Unnamed: 0,timestamp,trinket,teamName,name,age,gender
0,1584027436927,3b44f221cc,Leaders of Tomorrow,Sarah,12,F
1,1584027436927,3b44f221cc,Leaders of Tomorrow,Fathima,12,F
2,1584027578240,7818220cec,Leaders of Tomorrow,Sarah,12,F
3,1584027578240,7818220cec,Leaders of Tomorrow,Maryam,12,F
4,1584028345352,db2dc2dd91,Masters of our Fate,Michelle,11,F
5,1584028345352,db2dc2dd91,Masters of our Fate,Fathima,11,F
6,1584086735943,5e9dbe6188,Masters of our Fate,Michelle,11,F
7,1584086735943,5e9dbe6188,Masters of our Fate,Maryam,11,F
8,1584092013899,5b3dab0ea7,Masters of our Fate,Michelle,11,F
9,1584092013899,5b3dab0ea7,Masters of our Fate,Maryam,11,F


*Notes*: 
- The column headers do not match the table headers in the problem specification but that's trivial to do.
- The timestamp will probably need to be converted to a human-readable format
- We need to explore the possibility of duplicates. Also, mispelled names, etc.
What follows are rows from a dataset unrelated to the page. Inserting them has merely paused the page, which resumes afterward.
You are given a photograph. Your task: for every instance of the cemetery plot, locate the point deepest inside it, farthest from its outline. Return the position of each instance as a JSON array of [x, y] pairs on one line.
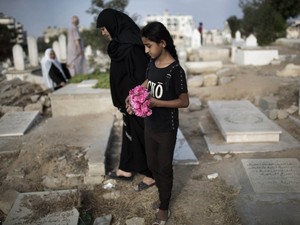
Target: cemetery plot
[[43, 208], [16, 123], [241, 121], [280, 175]]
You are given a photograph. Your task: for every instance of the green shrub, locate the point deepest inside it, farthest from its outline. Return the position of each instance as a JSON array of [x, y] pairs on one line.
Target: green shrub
[[103, 79]]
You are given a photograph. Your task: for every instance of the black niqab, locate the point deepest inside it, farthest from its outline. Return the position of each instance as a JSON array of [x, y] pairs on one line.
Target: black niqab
[[127, 54], [124, 32]]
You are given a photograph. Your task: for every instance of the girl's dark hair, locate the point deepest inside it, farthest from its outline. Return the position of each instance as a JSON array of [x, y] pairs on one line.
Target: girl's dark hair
[[156, 32]]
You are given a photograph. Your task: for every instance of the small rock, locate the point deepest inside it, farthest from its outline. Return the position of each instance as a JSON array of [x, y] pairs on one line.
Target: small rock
[[292, 109], [112, 195], [135, 221], [105, 220], [218, 157], [282, 114], [212, 176]]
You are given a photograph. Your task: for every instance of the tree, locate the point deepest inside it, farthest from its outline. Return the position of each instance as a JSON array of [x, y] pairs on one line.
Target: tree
[[267, 19], [234, 24], [5, 43], [98, 5]]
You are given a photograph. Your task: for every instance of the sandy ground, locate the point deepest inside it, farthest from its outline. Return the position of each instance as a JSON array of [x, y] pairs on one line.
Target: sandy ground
[[195, 200]]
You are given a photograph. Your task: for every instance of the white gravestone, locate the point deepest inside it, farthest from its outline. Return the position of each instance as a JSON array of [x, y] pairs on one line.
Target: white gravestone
[[16, 123], [251, 41], [56, 49], [32, 51], [273, 175], [238, 36], [18, 57], [62, 40], [241, 121]]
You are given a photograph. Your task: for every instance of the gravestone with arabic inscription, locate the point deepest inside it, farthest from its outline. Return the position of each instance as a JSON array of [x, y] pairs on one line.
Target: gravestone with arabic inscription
[[240, 121], [16, 123], [281, 175]]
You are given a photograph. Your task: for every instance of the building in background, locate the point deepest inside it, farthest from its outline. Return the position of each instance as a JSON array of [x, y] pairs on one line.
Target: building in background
[[182, 28], [18, 35]]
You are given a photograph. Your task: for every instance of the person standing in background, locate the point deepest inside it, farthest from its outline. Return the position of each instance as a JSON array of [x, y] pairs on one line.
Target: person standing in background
[[76, 61], [200, 29]]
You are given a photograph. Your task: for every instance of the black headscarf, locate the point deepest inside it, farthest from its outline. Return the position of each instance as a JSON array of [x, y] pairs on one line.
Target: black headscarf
[[123, 30], [127, 53]]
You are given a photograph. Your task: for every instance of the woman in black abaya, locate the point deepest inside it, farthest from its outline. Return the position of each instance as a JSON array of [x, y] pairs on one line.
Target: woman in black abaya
[[127, 70]]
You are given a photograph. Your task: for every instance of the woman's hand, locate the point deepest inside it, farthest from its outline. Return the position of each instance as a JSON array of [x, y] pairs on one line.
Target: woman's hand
[[128, 106]]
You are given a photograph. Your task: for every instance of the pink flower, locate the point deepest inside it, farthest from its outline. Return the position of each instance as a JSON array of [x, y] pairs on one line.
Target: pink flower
[[139, 101]]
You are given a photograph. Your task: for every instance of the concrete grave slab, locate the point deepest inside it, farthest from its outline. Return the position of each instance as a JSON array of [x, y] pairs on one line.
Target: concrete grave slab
[[21, 212], [74, 100], [241, 121], [87, 83], [183, 154], [280, 175], [16, 123], [217, 144]]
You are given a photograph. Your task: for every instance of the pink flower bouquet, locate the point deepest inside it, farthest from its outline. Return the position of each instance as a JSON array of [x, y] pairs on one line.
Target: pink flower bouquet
[[139, 101]]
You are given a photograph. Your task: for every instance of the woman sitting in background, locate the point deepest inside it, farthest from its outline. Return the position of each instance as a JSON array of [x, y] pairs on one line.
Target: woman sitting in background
[[54, 75]]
In general, how important is it that each participant is identified uniquely?
- We don't know what sort of files are required to import this data into the CRM. But Pandas provides all sort of export functions, so that wouldn't be a problem.

## Final thoughts
- It may be necessary to include the class/teacher code in the "Participant data" table, if we want to "trace the teams back to the registered educator". 
- The general problem here is that we want to process a JSON file with nested structures into a tabular format, that would resemble SQL (i.e. relational) tables and we need to normalise the schema.
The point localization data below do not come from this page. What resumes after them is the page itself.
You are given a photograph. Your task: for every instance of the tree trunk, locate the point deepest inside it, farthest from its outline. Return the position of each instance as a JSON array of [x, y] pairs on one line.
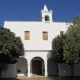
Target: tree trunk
[[72, 66]]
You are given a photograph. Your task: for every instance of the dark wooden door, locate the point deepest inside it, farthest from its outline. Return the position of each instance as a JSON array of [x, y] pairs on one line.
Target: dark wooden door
[[37, 67]]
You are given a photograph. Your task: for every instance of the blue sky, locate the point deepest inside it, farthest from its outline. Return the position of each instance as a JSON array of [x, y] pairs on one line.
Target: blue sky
[[29, 10]]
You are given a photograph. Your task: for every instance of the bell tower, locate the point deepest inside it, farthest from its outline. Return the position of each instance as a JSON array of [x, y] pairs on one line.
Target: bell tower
[[46, 15]]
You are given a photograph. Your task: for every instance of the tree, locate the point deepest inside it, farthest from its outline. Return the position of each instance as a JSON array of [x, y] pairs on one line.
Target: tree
[[11, 47], [57, 48], [72, 44]]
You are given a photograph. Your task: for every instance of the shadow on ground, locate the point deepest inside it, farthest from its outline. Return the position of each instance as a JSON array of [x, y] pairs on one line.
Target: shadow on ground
[[69, 78]]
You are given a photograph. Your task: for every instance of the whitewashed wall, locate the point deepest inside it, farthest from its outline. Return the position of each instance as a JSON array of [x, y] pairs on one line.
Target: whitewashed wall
[[36, 28], [10, 72]]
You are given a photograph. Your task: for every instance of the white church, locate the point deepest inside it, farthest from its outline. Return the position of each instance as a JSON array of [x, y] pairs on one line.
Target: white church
[[37, 39]]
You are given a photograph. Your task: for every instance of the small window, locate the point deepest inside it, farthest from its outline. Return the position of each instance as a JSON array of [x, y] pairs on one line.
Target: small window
[[46, 18], [27, 35], [45, 35]]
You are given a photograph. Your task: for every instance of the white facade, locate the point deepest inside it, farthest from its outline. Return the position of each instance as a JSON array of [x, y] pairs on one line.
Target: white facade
[[36, 47]]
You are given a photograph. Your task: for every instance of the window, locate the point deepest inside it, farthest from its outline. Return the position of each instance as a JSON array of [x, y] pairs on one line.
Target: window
[[45, 35], [46, 18], [27, 35]]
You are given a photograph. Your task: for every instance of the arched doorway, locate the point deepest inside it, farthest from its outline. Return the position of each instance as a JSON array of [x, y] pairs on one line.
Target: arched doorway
[[52, 67], [22, 67], [37, 66]]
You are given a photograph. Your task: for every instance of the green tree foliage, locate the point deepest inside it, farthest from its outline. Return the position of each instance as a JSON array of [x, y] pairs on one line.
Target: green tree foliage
[[57, 48], [11, 47], [72, 42]]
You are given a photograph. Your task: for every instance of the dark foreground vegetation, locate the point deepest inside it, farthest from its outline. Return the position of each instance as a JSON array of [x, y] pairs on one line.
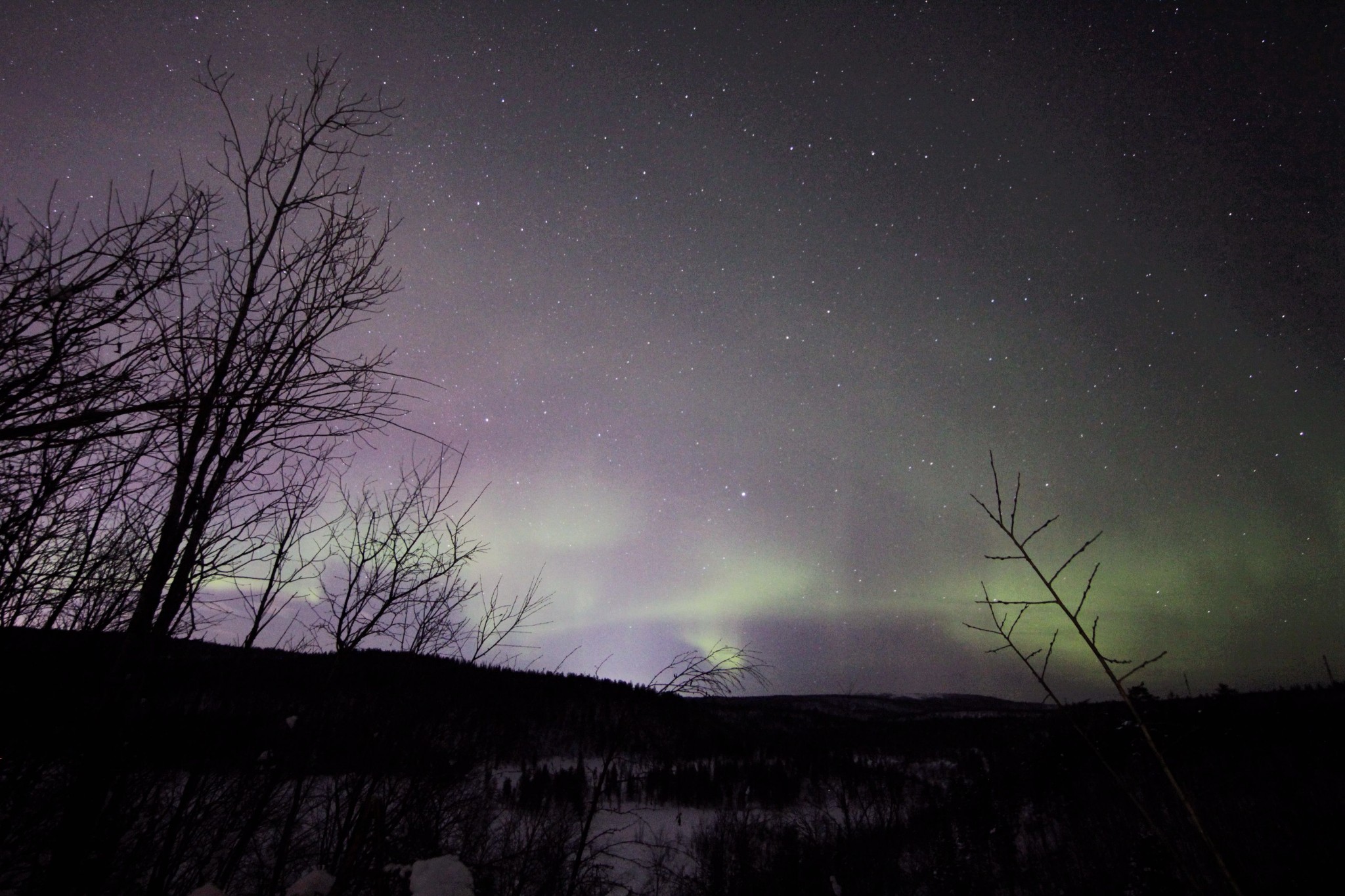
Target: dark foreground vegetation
[[249, 767]]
- In order to make recommendations for an automated solution, I would also:
  - Investigate how the data is produced, i.e. how the entries are submitted. The more checks we have in place at that stage, the cleaner our data will be when we process it.
  - Ask what sort of queries we make, i.e. how we use the data.